Ysabelle Kempe received this piece of advice from a journalist at The Boston Globe while she worked as a reporter for the paper this spring.

A couple months later, Kempe purchased an Amtrak ticket and packed her bags.

She had come up with an idea: She would chronicle the stories of people in cities across the United States who say they have been affected by rising temperatures, natural disasters, and other environmental effects that scientists have linked to climate change. 

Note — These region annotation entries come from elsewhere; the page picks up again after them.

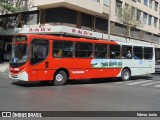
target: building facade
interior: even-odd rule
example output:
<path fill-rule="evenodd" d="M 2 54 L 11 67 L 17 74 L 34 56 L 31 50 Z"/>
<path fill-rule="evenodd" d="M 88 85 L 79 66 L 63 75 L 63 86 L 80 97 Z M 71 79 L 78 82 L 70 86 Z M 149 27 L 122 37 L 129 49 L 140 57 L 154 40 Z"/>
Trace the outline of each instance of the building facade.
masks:
<path fill-rule="evenodd" d="M 17 33 L 108 39 L 110 33 L 111 40 L 160 46 L 159 0 L 13 0 L 13 4 L 23 12 L 0 16 L 6 21 L 0 29 L 3 39 Z M 117 17 L 121 8 L 128 6 L 142 24 L 131 29 L 130 38 Z"/>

“Climate change is more and more becoming an intense issue,” says Kempe, who is studying journalism at Northeastern. “There are so many different subcultures in the United States, and I wanted to explore the different impacts that localized climate change is having and how they are responding.”

Ysabelle Kempe interviewed dozens of people in six states over 18 days in August, including a biology professor in Alabama, an owner of a seafood market in Seattle, and a seventh-grade science teacher in Texas. She catalogued her conversations on Instagram @achangingnation, where she wrote vignettes about the people she met. Photos by Matthew Modoono/Northeastern University

Kempe interviewed dozens of people in six states over 18 days in August, including a biology professor in Alabama, an owner of a seafood market in Seattle, and a seventh-grade science teacher in Texas. She catalogued her conversations on Instagram @achangingnation, where she wrote vignettes about the people she met. 

A retired artist in Chico, California, recalled how he had lived at six different addresses after his house burned to the ground in a deadly wildfire that scorched 153,000 acres of land in Paradise, California, in November. He lamented the loss of his material possessions, including his grandfather’s guitar, which was more than 100 years old.  

“When you talk to people about the losses, you’ll always hear ‘Oh, it’s just material things.’ No question about it, it is material things,” the retired artist told Kempe. “But in those material things included small treasures.”

A man in New Orleans described how a freshwater swamp known as the Bayou Bienvenue Wetland Triangle had turned into a saltwater marsh. Most of the wildlife that inhabited the swamp is gone, he told Kempe. 

“I had friends that used to go out here,” he said, “and they used to hunt animals.”

A biology professor in Birmingham, Alabama, gave Kempe a tip for talking about climate change: Don’t talk down to people. “I don’t lecture about the facts like I am a scientist who is using jargon they don’t understand,” he said.

Kempe says she didn’t interview any people who denied the existence of climate change, but she did meet a few people who hesitated to link climate change with human activity.

“I was going to places with a lot of farmers,” she says. “Climate change isn’t just asking them to switch to a reusable straw, but to change their entire way of life.”

Kempe returned to Northeastern in September, after traveling 4,000 miles in just over two weeks. She says she wants to continue reporting on how climate change has affected people across the country and plans to visit cities in the Northeast and the Midwest next.

“I think the best thing journalists can do in their reporting on climate change is to make it more human,” says Kempe, whose trip was partially funded by a grant from the University Honors Program at Northeastern. “The more you put a human face on this issue, the more successful you’re going to be in getting people to care about it.”